Nigel Pantling served as an officer in the British Army of the Rhine during the Cold War and in Northern Ireland during "The Troubles," as private secretary to Home Office Ministers under the Thatcher Government, and as a merchant banker in the years of rampant mergers and acquisitions of the 1990s. For the 25 years since he has been a strategic adviser to company chief executives. Nigel lives in north London and Somerset. A Foreign Country is his fifth poetry collection.
About A Foreign Country, by Nigel Pantling
A Foreign Country takes us to some strange places - the exotic, the imaginary and the rediscovered past - and each serves up a heady local brew, equal parts memory, invention, wit and menace.

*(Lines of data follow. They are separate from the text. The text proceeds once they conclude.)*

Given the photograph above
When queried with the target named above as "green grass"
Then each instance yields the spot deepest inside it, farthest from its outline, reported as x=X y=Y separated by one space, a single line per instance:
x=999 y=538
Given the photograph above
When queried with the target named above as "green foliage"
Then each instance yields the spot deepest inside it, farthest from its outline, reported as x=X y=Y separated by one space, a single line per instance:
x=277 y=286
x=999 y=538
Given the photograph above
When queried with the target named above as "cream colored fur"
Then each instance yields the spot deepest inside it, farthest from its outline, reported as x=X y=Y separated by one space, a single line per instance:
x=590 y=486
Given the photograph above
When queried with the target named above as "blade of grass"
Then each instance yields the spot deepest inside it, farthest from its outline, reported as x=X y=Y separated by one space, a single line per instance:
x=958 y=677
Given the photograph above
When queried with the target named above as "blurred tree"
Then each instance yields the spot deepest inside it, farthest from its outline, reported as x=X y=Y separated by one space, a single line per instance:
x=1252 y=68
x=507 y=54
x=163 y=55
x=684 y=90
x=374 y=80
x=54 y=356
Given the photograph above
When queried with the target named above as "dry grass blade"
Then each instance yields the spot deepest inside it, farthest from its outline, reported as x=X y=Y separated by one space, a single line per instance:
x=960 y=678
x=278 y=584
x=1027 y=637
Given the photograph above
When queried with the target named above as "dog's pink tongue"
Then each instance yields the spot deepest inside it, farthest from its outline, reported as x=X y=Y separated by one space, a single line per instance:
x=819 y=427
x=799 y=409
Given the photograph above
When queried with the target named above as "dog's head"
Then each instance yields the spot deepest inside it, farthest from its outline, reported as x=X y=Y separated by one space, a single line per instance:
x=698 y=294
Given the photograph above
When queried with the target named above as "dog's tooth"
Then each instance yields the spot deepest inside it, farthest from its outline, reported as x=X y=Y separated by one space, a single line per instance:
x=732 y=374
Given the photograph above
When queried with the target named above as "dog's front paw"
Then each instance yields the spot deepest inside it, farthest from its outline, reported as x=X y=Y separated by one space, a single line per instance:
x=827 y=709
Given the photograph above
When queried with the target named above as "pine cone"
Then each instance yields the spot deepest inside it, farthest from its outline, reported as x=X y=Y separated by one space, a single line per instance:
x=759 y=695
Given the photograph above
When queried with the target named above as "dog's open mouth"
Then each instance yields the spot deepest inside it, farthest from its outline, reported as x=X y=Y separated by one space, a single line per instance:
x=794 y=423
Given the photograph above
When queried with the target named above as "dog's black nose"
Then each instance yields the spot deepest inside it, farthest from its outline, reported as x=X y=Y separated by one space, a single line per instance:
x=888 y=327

Here, North Korean tourists rub shoulders with Syrian adventurers, the newly dead with a City lothario, Popeye and Olive Oyl with Cold War warriors. Surprising and unsettling by turns, these poems are a whistle-stop journey through different times, countries and customs, enriched by deep personal experience.
A Foreign Country takes us to some strange places - the exotic, the imaginary and the rediscovered past - and each serves up a heady local brew, equal parts memory, invention, wit and menace. Here, North Korean tourists rub shoulders with Syrian adventurers, the newly dead with a City lothario, Popeye and Olive Oyl with Cold War warriors. Surprising and unsettling by turns, these poems are a whistle-stop journey through different times, countries and customs, enriched by deep personal experience.
You can read more about A Foreign Country on the publisher's website here. Below, you can read two sample poems from the collection.
From A Foreign Country
Meeting the General
He’s waiting for me at a reinforced bunker,
a few miles west of Panmunjon.
His arm round my shoulder,
he leads me to the border viewpoint.
He sets out the geography and the history,
adjusting my perspective along with my binoculars,
and enlightens me on American imperialism.
We get on well.
Later, his gold tooth glints
when he smiles for the one permitted photograph.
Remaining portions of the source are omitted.